HSBC, Europe’s largest bank, is making headlines again. It wants to shed up to 25,000 jobs globally, of which some 8,000 are expected to be in the UK. Why? The bank is seeking cost reduction of about US$5 billion a year and the cuts are supposed to revive the bank’s fortunes by enabling it to pay higher dividends to investors.
HSBC has not exactly been a well-run bank in recent years. Its operations in Switzerland enabled many to avoid taxes on a vast scale – and are still subject to inquiry across the globe. In 2012, it paid US authorities US$1.9 billion to settle allegations involving drug kingpins and rogue nations.
Perhaps instead of shifting its HQ and laying off thousands of staff members (mostly in its retail banking arm), HSBC should focus on becoming a model bank.
Regulation, regulation, regulation
Following the 2007-2008 financial crisis, along with other banks, HSBC has been supported by the state through a variety of warranties. In return, the UK has levied additional taxes in the form of a bank levy.

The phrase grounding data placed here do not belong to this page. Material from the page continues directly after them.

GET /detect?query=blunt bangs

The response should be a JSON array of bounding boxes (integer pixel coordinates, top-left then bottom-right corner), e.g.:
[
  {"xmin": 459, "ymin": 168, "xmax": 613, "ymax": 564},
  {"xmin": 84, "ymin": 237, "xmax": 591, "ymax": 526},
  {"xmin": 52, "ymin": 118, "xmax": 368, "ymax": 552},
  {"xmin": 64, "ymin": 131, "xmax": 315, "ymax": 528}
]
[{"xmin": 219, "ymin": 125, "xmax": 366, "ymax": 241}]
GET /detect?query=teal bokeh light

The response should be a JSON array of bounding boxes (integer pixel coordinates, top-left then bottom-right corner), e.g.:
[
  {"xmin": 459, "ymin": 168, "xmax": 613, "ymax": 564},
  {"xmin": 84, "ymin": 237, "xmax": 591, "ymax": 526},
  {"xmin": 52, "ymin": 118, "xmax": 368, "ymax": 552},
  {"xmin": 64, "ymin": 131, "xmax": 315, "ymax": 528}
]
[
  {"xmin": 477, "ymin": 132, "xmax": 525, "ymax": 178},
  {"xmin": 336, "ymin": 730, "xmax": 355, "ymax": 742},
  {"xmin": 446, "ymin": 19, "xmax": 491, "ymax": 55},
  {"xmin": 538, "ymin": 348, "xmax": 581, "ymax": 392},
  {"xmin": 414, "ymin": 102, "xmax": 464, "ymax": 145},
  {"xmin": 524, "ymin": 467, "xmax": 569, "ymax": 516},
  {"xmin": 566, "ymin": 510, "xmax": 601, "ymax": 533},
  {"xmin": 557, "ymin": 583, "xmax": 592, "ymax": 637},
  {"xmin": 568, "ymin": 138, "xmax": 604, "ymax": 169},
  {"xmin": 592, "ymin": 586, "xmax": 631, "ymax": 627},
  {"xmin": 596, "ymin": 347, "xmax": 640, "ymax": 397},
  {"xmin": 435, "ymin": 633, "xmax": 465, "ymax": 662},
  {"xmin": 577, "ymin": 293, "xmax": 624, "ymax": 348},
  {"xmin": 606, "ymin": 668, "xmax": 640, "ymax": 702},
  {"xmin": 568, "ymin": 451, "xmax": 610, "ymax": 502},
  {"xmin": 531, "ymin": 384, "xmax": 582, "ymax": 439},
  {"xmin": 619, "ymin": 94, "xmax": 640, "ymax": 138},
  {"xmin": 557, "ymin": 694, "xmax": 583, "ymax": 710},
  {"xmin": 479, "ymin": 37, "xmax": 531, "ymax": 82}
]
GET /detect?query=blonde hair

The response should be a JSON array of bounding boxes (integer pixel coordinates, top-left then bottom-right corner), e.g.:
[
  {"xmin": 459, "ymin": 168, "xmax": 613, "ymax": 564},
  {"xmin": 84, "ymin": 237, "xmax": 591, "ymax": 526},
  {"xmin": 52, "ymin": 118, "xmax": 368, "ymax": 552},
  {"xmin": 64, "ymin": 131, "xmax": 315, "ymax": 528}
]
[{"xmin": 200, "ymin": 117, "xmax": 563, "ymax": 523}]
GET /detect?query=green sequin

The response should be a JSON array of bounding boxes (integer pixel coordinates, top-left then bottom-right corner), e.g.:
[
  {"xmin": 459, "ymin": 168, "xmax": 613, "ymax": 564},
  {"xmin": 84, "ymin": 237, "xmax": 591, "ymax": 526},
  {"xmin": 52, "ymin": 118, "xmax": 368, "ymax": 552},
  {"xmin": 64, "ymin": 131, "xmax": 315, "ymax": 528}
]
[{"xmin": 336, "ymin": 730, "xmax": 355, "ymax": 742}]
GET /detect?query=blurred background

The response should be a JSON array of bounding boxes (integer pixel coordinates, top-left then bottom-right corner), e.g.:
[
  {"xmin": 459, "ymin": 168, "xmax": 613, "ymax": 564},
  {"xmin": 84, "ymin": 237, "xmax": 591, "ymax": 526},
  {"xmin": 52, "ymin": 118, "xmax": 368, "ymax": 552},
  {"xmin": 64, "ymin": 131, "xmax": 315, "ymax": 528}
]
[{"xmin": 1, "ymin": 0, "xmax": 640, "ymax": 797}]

But now HSBC is complaining about the regulatory overkill in the shape of this levy. The bank is particularly unhappy about the UK government’s proposals to ringfence or separate retail banking from the more risky investment banking. This is a measure put in place to reduce risky operations and possibly avoid another costly crash – but it also curtails the profits enjoyed by banks.
HSBC has responded by saying that it is now considering relocating its head office away from London (to Asia, which has fewer regulations). Of course, it will retain most of its retail and other business in the lucrative UK market, a major financial centre.
One response to HSBC’s threats of relocation is that it shows that big business has no loyalty to any place, community, nation state or customers. Its main concern is profits and little else. Leaving in pursuit of profit, HSBC is inflicting cuts on employees who have remained loyal to it through troubled times. It is now trying to hold the government to ransom by demanding lower taxes and lighter regulation, with the threat of job losses and related economic turbulence.
Some might even welcome HSBC’s possible departure from the UK. Of course, even if HSBC moves its HQ, its branches in the UK will still need to be regulated and depositors would continue to benefit from the state-sponsored depositor protection scheme, which safeguards £85,000 of savings by individuals.
Where to next?
Wherever HSBC decides to move its headquarters, its business would need to be regulated because the banking industry is regulated everywhere. As the industry has a habit of getting into difficulties, any bank would want a lender of last resort – a regulator that has the capacity to bail it out in the event of another crisis. And contrary to popular belief, HSBC received state support in the 2007-2008 crisis. These considerations leave out smaller countries and tax havens as they simply do not have the required capacity to support banks in times of crisis.
In the post-banking crash environment, no state can afford to offer light-touch regulation. HSBC would not relocate its head office to the US because its US$1.9 billion money-laundering settlement in 2012 was made under a deferred prosecution deal. As a result, US regulators would likely load the bank with extra checks and compliance costs.
There has been talk of HSBC relocating its HQ back to Hong Kong where it was until 1993. But, now that Hong Kong is under China’s jurisdiction, HSBC would have to comply with Chinese rules and regulations. Considering banks cannot operate across borders without the assurance that local regulators will cooperate with other countries, it will have to be confident that China maintains good relations with the rest of the world. It would be interesting to know what due diligence work HSBC has done about this possibility.
I have an additional suggestion for HSBC executives. How about focusing on being more responsible. Considering a great deal of the bank’s profits were lost to fines for various misdemeanours, this might be a more ethical way of boosting them.
To facilitate this, the bank could change its governance structure, empower employees and elect directors that invigilate the bank’s operations. It could also silence its critics by making tax returns publicly available. This way HSBC could become a model of good behaviour and resurrect its reputation. In the longer run, it is cheaper than paying fines and bearing the costs of relocation.